Throughout history, it’s common knowledge that an inherently patriarchal system has automatically given men an immense amount of privilege for simply being men, whether they’re unaware of it or not. This meant that women are automatically made into a minority, which is a sad truth that’s still prevalent today, given the discrimination against them when they’re trying things that are considered to be “manly.”

And all of this is happening despite numerous women making a lot of progress in their chosen fields and contributing a lot to advance them. In particular, women in science are often cast aside for their male counterparts, shunned not because of their work but because of their gender. Even worse, the credit for their work is given to someone else most of the time.

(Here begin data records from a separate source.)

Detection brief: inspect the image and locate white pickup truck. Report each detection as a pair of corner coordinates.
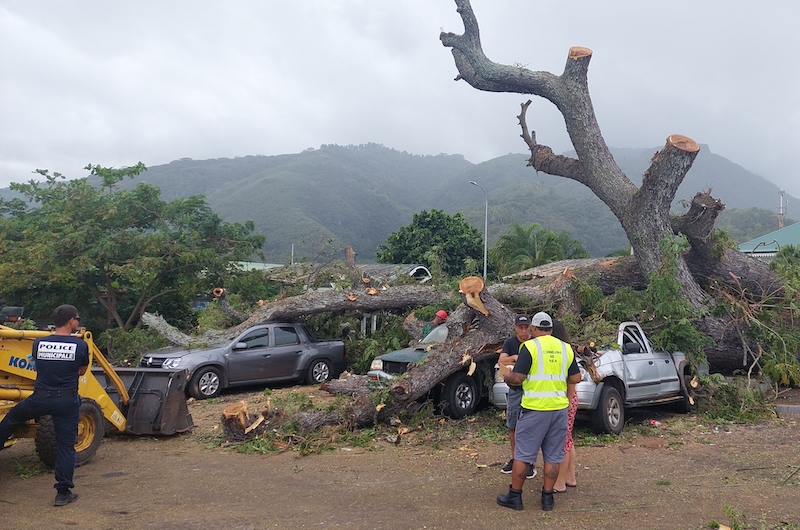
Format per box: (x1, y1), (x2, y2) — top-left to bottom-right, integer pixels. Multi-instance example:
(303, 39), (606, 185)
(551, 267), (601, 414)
(492, 322), (691, 434)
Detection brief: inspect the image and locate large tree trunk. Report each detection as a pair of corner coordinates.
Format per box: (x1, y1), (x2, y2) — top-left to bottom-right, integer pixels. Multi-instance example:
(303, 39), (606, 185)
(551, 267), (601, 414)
(439, 0), (778, 368)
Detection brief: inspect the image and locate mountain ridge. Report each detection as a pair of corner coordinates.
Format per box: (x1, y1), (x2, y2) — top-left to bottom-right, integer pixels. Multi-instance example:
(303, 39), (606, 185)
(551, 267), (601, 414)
(0, 144), (793, 263)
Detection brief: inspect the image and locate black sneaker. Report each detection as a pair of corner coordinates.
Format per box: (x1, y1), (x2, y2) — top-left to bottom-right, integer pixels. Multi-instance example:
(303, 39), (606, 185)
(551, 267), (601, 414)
(542, 488), (555, 512)
(53, 491), (78, 506)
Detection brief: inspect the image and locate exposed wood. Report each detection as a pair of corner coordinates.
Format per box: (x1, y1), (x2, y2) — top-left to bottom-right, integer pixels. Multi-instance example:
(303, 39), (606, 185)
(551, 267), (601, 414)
(213, 287), (250, 320)
(220, 401), (264, 441)
(142, 285), (453, 346)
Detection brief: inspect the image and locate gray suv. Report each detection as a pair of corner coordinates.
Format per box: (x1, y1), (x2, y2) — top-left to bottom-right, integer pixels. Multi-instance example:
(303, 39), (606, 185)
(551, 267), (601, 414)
(139, 322), (347, 399)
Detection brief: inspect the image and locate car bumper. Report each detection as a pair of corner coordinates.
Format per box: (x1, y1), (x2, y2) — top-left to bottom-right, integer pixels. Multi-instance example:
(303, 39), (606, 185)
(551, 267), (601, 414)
(492, 382), (508, 409)
(367, 370), (397, 383)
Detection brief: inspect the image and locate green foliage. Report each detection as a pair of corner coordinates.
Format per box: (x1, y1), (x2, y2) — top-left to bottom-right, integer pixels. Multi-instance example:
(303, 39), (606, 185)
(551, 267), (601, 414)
(222, 270), (281, 310)
(704, 241), (800, 387)
(489, 223), (589, 277)
(714, 208), (794, 243)
(306, 311), (410, 374)
(645, 237), (711, 366)
(0, 163), (264, 330)
(602, 287), (645, 322)
(375, 210), (483, 276)
(95, 328), (169, 366)
(695, 374), (772, 422)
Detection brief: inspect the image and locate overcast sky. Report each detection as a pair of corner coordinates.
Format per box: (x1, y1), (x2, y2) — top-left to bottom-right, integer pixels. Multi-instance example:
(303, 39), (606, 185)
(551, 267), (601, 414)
(0, 0), (800, 199)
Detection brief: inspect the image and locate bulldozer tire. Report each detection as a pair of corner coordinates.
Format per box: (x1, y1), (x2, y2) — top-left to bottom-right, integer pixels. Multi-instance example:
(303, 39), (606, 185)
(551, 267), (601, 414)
(35, 399), (105, 468)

And so, in honor of all women in science, here are five unsung female scientists you should know about:

  1. Jocelyn Bell Burnell – As a student taking her Ph.D., the now British astrophysicist was able to discover repeating pulses of data waves. This was after months of her just studying radio telescope data. Eventually, these pulses came to be known as pulsars – which are spinning neutron stars that actually weigh more than our sun. In 1974, Burnell’s supervisor, Antony Hewish, was credited for the work and was awarded a Nobel Prize for it.
  2. Lise Meitner – Working with Otto Robert Frisch and Otto Hahn, Lisa Meitner was able to discover the nuclear fission of uranium back in 1939. This eventually led to the development of nuclear weapons, and while Meitner was nominated for the Nobel, it was Hahn who received it.
  3. Jean Purdy – Thanks to contemporary letters, it’s now recently revealed that embryologist and nurse Jean Purdy was a key figure in the birth of the first IVF baby in 1978. However, Sir Robert Edwards was awarded the Nobel Prize for it.
  4. Rosalind Franklin – Although Watson and Crick are wildly credited for the discovery of the DNA structure, it was Franklin’s X-ray crystallography data that was largely responsible for it. Sadly, Watson and Crick were awarded the Nobel Prize for it in 1962.
  5. Alice Ball – Before dying at the age of 24, Ball was at the University of Hawaii working on a treatment for leprosy. However, after her death, another chemist took over. Ball is also the university’s first female chemistry professor.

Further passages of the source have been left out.